Being a roadie, you know that gear cables can be a pain. They tend to kink and fray, gear cables for older Shimano groups with an external gear connection are notorious for fraying and kinking over time. This is mainly because they’re constantly bent inside the shifter and have a tendency to fray over time.

You can remove these kinks by putting the cable into the largest sprocket in its appropriate spot and then following the same path. This will allow you to draw the cable free from its guides. If you follow this process for all of your shifters. Apply some dry chain lubricant to it so that it’s ready for whatever may come next.
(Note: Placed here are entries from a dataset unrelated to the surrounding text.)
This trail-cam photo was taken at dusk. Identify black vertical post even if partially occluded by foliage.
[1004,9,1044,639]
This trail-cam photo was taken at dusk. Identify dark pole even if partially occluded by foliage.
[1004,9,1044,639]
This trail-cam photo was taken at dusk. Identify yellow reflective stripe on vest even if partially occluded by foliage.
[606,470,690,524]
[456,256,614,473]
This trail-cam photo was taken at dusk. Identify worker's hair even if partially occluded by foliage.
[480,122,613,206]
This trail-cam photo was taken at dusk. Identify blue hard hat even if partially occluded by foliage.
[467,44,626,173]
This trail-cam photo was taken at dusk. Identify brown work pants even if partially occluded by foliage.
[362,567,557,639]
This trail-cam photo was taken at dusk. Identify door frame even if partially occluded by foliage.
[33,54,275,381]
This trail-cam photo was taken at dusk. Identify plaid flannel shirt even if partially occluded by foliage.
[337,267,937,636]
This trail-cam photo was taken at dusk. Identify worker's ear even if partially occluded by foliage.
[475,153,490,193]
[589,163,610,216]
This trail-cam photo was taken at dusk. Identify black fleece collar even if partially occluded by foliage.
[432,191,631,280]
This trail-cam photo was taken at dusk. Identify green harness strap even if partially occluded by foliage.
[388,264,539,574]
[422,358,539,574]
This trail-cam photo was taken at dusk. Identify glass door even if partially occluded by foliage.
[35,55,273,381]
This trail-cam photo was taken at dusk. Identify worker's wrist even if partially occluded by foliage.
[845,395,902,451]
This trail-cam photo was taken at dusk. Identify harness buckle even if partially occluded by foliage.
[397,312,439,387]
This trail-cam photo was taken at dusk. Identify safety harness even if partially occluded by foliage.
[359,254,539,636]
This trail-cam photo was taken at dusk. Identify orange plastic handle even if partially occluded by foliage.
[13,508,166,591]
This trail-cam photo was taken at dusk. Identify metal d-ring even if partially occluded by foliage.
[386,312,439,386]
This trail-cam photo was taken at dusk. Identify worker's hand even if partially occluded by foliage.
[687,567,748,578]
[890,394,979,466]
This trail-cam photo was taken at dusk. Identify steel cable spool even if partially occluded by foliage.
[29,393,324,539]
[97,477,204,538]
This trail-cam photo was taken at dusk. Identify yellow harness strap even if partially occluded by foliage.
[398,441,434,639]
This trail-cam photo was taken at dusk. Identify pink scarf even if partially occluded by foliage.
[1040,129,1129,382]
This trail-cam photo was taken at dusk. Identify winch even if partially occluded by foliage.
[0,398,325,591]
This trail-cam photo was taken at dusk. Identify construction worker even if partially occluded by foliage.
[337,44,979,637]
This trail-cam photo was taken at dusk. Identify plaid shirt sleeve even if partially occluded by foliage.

Having a good pair of headset bearings is crucial for smooth, reliable steering. Headsets are typically found within the head tube, and they sit inside the fork leg, making them prone to corrosion as a result of sweat dripping onto them on hot days of riding.

Read this article about how to pump road bike tires.

To do so place the bicycle on the ground to make it easier to remove the stem and drop the fork out of the frame to avoid this. Modern bikes have enclosed bearings that just require a light layer of lubricant on their surfaces.


When you’re riding your bike, you want to be able to pedal smoothly and efficiently. But many riders will fix everything while ignoring their pedals.

We recommend that you keep an eye out for loose bearings and, of course, worn cleats. Many flat pedals can be adjusted or serviced to maintain them going smoothly however, a damaged cleat area on the pedal’s body cannot be repaired, as the off-axis movement caused by this can cause knee pain and other problems. If that’s the case get them replaced asap.

Brake pads

Brake pads feature wear indicators, so it’s easy to tell whether they still have life in them, or are they deteriorating evenly and still making square contact with the rim.

If not, a coarse file can be used to extend the life of irregularly worn pads. After you’ve squared them off, set the pads just so they make proper contact with the rim.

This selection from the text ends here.